A própria direção da companhia admitiu que a rápida expansão dos negócios contribuiu para o atual cenário de pressão financeira. Nos últimos anos, a BMG ampliou fortemente sua presença no setor frigorífico brasileiro por meio de arrendamentos de plantas e investimentos em operações de bovinos e suínos.
Dívida de US$ 800 milhões e disputa judicial ampliaram alerta
Meses antes, outra reportagem já apontava a fragilidade financeira do grupo. Recentemente a empresa informou que a dívida consolidada do Concepción girava em torno de US$ 800 milhões, dos quais aproximadamente US$ 244 milhões venciam no curto prazo.
As informações davam conta de que a empresa vinha promovendo uma forte reestruturação operacional, incluindo a devolução de frigoríficos arrendados, redução do quadro de funcionários de quase 6 mil para cerca de 2,5 mil colaboradores e corte de aproximadamente 40% da necessidade de capital de giro.
O mesmo levantamento apontou ainda a redução da capacidade operacional da companhia, que teria passado de cerca de 120 mil cabeças abatidas por mês para um patamar próximo de 50 mil cabeças mensais.
Além das dificuldades financeiras, a BMG também enfrentou disputas judiciais com parceiros do setor, em um ambiente marcado por boi gordo em patamares elevados, juros altos, margens comprimidas e crescente dificuldade de acesso a crédito.
Cenário preocupa fornecedores e mercado
No pedido apresentado à Justiça, a BMG Foods atribuiu a crise a uma combinação de fatores, incluindo inadimplência de clientes, ciclo financeiro prolongado, alta do boi gordo, excesso de oferta de suínos, impactos cambiais e restrições comerciais em mercados internacionais.

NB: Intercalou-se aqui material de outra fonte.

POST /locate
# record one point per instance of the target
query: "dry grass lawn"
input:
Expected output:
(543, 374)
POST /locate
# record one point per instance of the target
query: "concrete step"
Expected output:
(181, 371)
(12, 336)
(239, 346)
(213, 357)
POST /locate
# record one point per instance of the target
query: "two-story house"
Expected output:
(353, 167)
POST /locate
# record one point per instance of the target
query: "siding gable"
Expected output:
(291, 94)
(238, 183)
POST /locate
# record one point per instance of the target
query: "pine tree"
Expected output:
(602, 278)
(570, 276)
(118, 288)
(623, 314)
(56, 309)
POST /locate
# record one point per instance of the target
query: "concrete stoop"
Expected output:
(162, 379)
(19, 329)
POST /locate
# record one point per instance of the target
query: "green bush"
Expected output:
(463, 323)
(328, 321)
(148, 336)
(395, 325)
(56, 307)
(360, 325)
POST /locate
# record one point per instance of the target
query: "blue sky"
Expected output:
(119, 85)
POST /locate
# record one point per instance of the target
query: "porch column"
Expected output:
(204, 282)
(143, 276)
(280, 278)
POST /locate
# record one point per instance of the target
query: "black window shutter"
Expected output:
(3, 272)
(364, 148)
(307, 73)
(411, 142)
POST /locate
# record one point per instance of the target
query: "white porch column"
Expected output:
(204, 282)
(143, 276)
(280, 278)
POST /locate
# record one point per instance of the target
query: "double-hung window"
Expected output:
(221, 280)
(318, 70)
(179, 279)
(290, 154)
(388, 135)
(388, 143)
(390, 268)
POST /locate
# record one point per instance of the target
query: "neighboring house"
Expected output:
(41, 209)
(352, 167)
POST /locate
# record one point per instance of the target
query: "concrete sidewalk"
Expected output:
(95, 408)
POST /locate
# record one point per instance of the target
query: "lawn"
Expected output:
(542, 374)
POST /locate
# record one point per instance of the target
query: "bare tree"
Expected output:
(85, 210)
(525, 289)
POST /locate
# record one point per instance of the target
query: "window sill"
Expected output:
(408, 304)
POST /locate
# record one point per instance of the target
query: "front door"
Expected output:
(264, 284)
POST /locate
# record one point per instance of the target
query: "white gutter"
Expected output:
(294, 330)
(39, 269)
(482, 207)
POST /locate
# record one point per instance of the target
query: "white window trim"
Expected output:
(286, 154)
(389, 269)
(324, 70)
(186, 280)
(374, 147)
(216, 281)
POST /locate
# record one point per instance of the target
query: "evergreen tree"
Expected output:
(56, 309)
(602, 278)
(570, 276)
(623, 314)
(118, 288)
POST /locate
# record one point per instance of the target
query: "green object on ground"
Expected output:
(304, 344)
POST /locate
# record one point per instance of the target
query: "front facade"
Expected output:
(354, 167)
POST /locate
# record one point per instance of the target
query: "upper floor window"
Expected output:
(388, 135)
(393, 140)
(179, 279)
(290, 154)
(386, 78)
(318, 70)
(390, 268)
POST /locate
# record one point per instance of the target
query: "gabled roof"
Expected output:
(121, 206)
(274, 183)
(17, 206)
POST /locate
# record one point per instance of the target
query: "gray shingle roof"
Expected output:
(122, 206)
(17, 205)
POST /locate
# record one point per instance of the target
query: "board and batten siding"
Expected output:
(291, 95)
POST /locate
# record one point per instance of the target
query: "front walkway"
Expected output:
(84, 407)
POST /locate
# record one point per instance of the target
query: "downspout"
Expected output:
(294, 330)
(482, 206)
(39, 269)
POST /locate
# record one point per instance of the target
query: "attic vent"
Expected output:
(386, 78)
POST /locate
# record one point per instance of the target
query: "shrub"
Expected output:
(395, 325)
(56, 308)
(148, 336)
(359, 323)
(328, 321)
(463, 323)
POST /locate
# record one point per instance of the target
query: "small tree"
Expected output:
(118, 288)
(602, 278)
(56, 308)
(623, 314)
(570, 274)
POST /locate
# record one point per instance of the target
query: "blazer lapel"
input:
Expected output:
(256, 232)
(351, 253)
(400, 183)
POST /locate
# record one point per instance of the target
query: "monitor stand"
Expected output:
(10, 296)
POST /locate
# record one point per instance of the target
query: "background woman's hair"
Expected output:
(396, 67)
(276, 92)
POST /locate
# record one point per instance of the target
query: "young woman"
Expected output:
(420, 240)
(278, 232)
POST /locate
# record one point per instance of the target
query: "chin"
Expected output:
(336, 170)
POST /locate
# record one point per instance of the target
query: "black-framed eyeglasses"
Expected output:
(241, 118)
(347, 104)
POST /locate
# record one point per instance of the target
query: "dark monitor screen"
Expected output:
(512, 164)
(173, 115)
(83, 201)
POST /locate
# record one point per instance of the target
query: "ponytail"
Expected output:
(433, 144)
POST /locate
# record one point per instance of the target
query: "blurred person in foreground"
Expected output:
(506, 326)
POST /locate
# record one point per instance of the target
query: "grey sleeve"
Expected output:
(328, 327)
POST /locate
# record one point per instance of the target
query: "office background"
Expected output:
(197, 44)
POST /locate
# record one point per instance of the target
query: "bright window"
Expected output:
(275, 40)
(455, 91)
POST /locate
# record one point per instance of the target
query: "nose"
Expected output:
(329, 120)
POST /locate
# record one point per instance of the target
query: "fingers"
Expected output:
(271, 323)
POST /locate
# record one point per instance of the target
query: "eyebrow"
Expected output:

O processo também menciona reclamações de fornecedores e prestadores de serviços, além da preocupação com possíveis efeitos em contratos internacionais da companhia.
Embora a recuperação judicial ainda não tenha sido protocolada, a concessão da tutela cautelar é vista por especialistas como um dos últimos instrumentos de proteção antes do eventual ingresso formal em um processo de reestruturação judicial.
A decisão da Justiça evidencia que a crise da BMG Foods ultrapassou a esfera financeira e passou a representar riscos operacionais, logísticos e sanitários, ampliando a preocupação de credores, fornecedores, pecuaristas e agentes do mercado que acompanham a situação de um dos maiores grupos frigoríficos em atuação no Brasil.